California Court of Appeals, Fourth District, Second Division
Jan 28, 2008
No. E042393 (Cal. Ct. App. Jan. 28, 2008)

Opinion


In re JESSICA M., a Person Coming Under the Juvenile Court Law. RIVERSIDE COUNTY DEPARTMENT OF PUBLIC SOCIAL SERVICES, Plaintiff and Respondent, v. TODD H., Defendant and Appellant. E042393 California Court of Appeal, Fourth District, Second Division January 28, 2008

NOT TO BE PUBLISHED.

APPEAL from the Superior Court of Riverside County No. SWJ000915, Kenneth Fernandez, Temporary Judge. (Pursuant to Cal. Const., art. VI, § 21.)

Nicole Williams, under appointment by the Court of Appeal, for Defendant and Appellant.

Joe S. Rank, County Counsel, and Anna M. Deckert, Deputy County Counsel, for Plaintiff and Respondent.

Michael D. Randall, under appointment by the Court of Appeal, for Minor.

OPINION

RICHLI Acting P.J.

Todd H. (Father) appeals from the juvenile court’s order terminating his parental rights to his 13-year-old daughter,. Jessica, pursuant to Welfare and Institutions Code section 366.26. Father’s sole contention on appeal is that there is insufficient evidence that the notice requirements for complying with the provisions of the Indian Child Welfare Act (ICWA) (25 U.S.C. § 1901 et seq.) were satisfied, and therefore the court erred in finding that ICWA did not apply.

All future statutory references are to the Welfare and Institutions Code unless otherwise stated.

ICWA requires that notice of a state court juvenile dependency proceeding be provided to any Native American tribe with which the child may be affiliated, or to the Bureau of Indian Affairs (BIA) if the tribe is not known. Federal guidelines, the California Rules of Court, and California case law require that any notice provided be filed with the juvenile court.

In the present case, proper notices were given but were not filed with the court. Notwithstanding that fact, the juvenile court found ICWA did not apply to the case and terminated Father’s parental rights.

We conclude that (1) the juvenile court should have required filing of the notices before finding ICWA did not apply; (2) the failure to file the notices could be, and was, cured by the filing of the notices after this appeal was filed; (3) the notices substantially satisfied ICWA requirements; and (4) therefore, the court’s error was harmless.

I

FACTUAL AND PROCEDURAL BACKGROUND

This case originally began in September 2002 when the Riverside County Department of Public Social Services (DPSS) removed Jessica from Father’s care based upon allegations of sexual molestation and ultimately placed her with her mother on family maintenance. Father was ordered not to have contact with Jessica unless it was supervised. Mother successfully reunified with Jessica, and the dependency was terminated in May 2004.

In December 2004, DPSS learned that Father was living in the same home with Jessica and her mother and that Mother did not believe the prior sexual abuse had taken place. Another dependency action was therefore initiated, and Jessica was taken into protective custody.

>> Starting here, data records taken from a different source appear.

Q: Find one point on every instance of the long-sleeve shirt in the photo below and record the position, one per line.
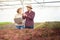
(29, 18)
(22, 20)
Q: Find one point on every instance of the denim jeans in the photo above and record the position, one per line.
(20, 27)
(29, 27)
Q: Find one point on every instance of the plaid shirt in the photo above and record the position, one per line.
(29, 19)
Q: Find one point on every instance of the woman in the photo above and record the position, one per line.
(18, 19)
(29, 16)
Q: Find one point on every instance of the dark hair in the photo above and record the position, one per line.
(18, 10)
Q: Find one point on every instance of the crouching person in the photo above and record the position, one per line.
(19, 21)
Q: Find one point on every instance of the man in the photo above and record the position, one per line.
(29, 16)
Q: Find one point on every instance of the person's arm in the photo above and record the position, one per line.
(31, 16)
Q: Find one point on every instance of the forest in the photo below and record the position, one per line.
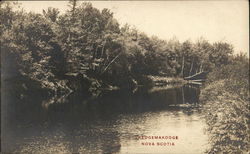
(86, 50)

Mother reported that there was no Indian ancestry, and DPSS reported that ICWA did not apply. However, Father appeared at the detention hearing and disclosed that he had Sioux Indian heritage in his family. Based upon that representation, the court ordered DPSS to send notice in compliance with ICWA.

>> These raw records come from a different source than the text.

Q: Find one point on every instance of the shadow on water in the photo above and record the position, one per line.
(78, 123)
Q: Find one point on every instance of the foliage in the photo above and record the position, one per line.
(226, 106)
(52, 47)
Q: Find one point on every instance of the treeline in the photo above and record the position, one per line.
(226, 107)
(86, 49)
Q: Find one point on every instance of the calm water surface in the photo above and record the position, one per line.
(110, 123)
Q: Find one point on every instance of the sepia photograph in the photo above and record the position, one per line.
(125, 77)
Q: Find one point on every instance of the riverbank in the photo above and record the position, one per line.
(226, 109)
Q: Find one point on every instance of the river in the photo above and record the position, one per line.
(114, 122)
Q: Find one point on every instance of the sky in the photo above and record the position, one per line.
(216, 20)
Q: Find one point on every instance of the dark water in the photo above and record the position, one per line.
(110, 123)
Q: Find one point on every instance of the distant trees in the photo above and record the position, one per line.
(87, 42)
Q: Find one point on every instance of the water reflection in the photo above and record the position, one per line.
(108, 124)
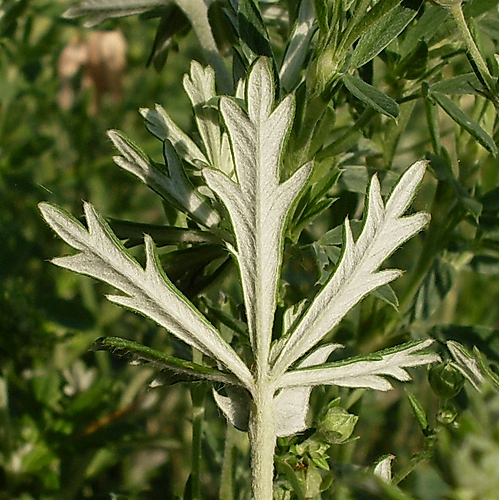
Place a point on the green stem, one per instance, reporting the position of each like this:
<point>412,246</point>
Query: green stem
<point>262,441</point>
<point>227,477</point>
<point>198,396</point>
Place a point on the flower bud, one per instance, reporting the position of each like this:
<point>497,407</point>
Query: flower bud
<point>337,425</point>
<point>447,414</point>
<point>445,380</point>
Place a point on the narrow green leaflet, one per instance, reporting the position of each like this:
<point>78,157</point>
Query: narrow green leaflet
<point>199,85</point>
<point>357,274</point>
<point>100,10</point>
<point>369,372</point>
<point>463,120</point>
<point>133,234</point>
<point>139,353</point>
<point>147,290</point>
<point>258,203</point>
<point>371,96</point>
<point>174,187</point>
<point>380,35</point>
<point>466,363</point>
<point>159,123</point>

Eventually, the court found the allegations in the amended petition true, and Jessica was returned to Mother on family maintenance. The court authorized DPSS to provide referrals to Father.

After Father continued to have unsupervised visits with Jessica and violated a permanent restraining order that was issued against him, DPSS filed a section 387 petition, requesting that Jessica be placed in foster care.

At the detention hearing, DPSS requested the court find that notice had been provided pursuant to ICWA. However, the court declined to make the finding and specifically ordered DPSS to provide notice to the Sioux tribes and the BIA.

On December 23, 2005, and January 3, 2006, DPSS sent notice of the proceedings to the BIA and the Sioux Indian tribes located in Minnesota, respectively. DPSS identified that a copy of the notice had been attached to the January 19, 2006, jurisdictional/dispositional report as attachment “A.” However, attachment “A” only included the last pages of the two 6-page noticing documents.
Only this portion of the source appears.